Le spezie: l’ingrediente da conoscere per cucinare al meglio

Arrivate secoli fa sulle nostre tavole, le spezie portano gli odori di terre della lontana Asia, garantendo ai nostri piatti sapori unici e inconfondibili.

Si hanno notizie della cannella utilizzata in Cina già nel 3000 a.c. e sappiamo per certo che gli antichi Romani acquistavano a peso d’oro i chiodi di garofano, ritenuti fondamentali perconservare e insaporire la carne e il pesce.

Ancora oggi le spezie sono utilizzate per impreziosire e conservare al meglio prodotti di carne. Un esempio clamorosamente buono sono i salumi, specialmente quelli affumicati o conservati in modo particolare. Come lo Speck d’oca, la Culotta affumicata, la Finocchiona toscana e il Prosciutto di cinghiale.

Non c’è da sorprendersi se nel Medioevo le spezie fossero un materiale prezioso come il denaro (talvolta il pepe veniva usato per pagare gli affitti delle case). Le spezie infatti non sono solo un semplice modo per condire, ma le protagoniste di una storia millenaria che non smette sorprendere.

• Spezie ed erbe aromatiche: cosa cambia?

Ci sono alcune differenze sostanziali, che è bene conoscere, tra spezie ed erbe: spesso capita di accomunarle entrambe in un unico concetto, ma non è per nulla così.

Le spezie provengono principalmente dall’Asia e sono ottenute da varie parti di una pianta: radici, semi, bacche vengono lavorati a lungo, essiccati fino a ottenerne il gusto esatto.

Molte erbe invece crescono spontaneamente anche in Italia nelle zone mediterranee e possono essere coltivate nel nostro orto o addirittura sul davanzale: sono semplicemente foglie che vengono prese dalle piante e che possono essere mangiate senza alcun tipo di trattamento, come il basilico sul sugo di pomodoro.

• L’oro delle spezie tutto italiano: lo zafferano

In Italia non vengono coltivate molte spezie, perché questo prodotto continua ad arrivare principalmente dall’Oriente, proprio come ai tempi dei Romani. Però c’è una spezia molto importante che da tempo viene prodotta anche in Italia: lo zafferano, l’oro delle spezie.
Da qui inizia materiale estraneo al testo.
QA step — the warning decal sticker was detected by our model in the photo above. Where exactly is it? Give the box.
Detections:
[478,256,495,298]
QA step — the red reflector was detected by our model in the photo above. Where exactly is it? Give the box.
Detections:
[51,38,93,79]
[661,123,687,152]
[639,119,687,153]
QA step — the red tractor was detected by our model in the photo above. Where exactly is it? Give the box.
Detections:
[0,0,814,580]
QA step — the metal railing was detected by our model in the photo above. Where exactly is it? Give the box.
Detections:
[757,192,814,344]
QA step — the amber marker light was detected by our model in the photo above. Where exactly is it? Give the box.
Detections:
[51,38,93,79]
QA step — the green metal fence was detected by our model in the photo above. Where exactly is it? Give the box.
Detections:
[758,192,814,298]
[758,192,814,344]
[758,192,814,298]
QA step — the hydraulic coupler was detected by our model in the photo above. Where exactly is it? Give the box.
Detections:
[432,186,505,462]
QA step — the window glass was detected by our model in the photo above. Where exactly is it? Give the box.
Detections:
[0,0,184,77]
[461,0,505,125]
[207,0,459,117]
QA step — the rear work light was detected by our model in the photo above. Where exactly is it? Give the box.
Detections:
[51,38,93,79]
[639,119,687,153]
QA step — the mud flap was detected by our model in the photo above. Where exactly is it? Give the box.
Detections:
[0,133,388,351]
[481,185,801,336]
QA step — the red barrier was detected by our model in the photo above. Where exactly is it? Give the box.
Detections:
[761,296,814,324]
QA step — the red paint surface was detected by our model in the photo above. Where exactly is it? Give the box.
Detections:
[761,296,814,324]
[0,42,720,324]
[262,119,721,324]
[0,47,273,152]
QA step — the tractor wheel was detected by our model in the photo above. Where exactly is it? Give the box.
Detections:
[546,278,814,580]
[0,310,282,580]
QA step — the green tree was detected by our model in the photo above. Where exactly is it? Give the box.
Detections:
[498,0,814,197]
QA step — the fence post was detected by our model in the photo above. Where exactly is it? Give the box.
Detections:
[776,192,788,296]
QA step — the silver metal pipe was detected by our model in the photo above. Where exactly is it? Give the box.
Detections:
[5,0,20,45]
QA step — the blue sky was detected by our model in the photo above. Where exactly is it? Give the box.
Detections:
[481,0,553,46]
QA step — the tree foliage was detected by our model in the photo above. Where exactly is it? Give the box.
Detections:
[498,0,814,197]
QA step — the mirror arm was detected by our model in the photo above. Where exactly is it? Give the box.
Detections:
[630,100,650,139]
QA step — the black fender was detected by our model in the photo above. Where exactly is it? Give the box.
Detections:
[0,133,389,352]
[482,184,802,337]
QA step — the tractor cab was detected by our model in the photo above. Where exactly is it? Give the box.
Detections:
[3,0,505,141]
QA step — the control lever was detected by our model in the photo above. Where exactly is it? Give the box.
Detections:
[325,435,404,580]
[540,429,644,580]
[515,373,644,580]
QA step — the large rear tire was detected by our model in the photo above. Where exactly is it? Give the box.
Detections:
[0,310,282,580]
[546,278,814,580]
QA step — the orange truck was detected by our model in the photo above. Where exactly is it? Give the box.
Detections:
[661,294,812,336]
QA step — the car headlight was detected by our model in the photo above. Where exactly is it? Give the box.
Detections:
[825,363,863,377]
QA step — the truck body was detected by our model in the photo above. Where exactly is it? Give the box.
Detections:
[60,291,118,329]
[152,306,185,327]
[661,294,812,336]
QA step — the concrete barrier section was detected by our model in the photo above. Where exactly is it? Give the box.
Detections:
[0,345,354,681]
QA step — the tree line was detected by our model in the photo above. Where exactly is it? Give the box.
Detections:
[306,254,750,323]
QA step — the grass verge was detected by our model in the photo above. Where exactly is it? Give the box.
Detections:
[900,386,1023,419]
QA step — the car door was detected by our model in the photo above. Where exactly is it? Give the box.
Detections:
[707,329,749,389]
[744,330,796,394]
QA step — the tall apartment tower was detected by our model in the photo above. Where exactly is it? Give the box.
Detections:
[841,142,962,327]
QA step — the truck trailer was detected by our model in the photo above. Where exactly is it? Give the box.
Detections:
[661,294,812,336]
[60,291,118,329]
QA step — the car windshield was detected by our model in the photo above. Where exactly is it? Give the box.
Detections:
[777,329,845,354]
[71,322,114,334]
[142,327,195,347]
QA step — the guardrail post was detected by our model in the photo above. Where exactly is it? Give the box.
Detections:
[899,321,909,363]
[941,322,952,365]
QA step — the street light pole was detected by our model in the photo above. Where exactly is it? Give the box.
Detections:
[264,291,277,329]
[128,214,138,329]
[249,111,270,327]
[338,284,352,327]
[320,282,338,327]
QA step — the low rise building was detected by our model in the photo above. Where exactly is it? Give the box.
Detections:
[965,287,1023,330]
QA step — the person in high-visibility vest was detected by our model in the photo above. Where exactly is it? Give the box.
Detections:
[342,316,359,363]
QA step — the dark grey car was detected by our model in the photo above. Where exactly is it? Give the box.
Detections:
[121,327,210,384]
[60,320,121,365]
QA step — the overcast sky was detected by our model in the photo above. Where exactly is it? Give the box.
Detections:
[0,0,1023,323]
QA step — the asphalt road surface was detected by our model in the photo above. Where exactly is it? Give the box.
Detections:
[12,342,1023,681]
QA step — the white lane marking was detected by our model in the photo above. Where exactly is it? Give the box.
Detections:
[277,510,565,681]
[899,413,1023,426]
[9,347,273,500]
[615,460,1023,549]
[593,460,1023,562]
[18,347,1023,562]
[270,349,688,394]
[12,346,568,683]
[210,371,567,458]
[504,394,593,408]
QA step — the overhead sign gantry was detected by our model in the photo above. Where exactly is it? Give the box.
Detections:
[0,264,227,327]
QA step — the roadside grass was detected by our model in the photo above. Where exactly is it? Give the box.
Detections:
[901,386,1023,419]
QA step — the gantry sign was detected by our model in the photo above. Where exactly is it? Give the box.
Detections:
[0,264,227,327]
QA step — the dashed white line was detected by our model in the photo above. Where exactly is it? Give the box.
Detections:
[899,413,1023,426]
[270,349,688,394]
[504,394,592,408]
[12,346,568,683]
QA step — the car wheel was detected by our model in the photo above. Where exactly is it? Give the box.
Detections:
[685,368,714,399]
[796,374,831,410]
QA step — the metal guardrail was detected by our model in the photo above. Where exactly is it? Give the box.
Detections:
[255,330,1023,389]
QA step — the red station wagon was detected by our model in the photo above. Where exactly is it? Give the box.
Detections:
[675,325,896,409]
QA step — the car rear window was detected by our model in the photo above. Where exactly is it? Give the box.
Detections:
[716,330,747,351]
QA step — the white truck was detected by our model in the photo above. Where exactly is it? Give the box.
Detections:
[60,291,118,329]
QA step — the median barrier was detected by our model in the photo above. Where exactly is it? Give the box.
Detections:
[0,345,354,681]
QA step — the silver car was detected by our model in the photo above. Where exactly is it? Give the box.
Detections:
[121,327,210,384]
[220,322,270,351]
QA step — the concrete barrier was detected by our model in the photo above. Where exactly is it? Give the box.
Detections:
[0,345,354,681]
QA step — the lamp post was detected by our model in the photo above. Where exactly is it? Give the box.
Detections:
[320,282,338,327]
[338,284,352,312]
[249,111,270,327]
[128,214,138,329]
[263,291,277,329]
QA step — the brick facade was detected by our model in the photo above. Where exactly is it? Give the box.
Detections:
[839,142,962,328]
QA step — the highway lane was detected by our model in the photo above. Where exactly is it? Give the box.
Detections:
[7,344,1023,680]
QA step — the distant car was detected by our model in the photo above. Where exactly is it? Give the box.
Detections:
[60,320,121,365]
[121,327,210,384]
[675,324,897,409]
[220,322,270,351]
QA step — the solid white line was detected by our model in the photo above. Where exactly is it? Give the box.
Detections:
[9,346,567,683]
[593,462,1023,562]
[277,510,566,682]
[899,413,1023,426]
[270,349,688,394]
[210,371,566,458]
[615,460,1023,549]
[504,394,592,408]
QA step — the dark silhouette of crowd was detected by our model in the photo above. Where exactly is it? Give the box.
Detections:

Nota a tutti almeno per la tipica e storica ricetta milanese del risotto allo zafferano, questa spezia è anche tra le più costose al mondo.

Lo zafferano infatti proviene dai pistilli di un fiore chiamato “zafferano vero”. I pistilli vengono raccolti soltanto a mano e per ottenere soltanto mezzo chilo di spezia sono necessari almeno 60000 fiori. È per questo che un chilo di pistilli di zafferano da essiccare può arrivare a costare anche 12.000 euro. Numeri da capogiro, sì: ma per un sapore tra i più prelibati al mondo.

• Zero calorie e tanto gusto

La proprietà più interessante delle spezie è il loro apporto calorico quasi nullo, ma al contempo il loro carattere assolutamente saziante.

Infatti vengono utilizzati molti tipi di spezie in abbondanza in zone del mondo in cui è necessaria una cucina povera, abbinandole ad alimenti tipicamente leggeri come il riso.

Un alleato prezioso per chi vuole pasti senza condimenti ma al contempo pieni di gusto: con la consapevolezza che si sta mangiando un prodotto della terra naturale e sano, frutto di tanto lavoroe di una tradizione che da migliaia di anni partecipa alle nostre abitudini alimentari più corrette.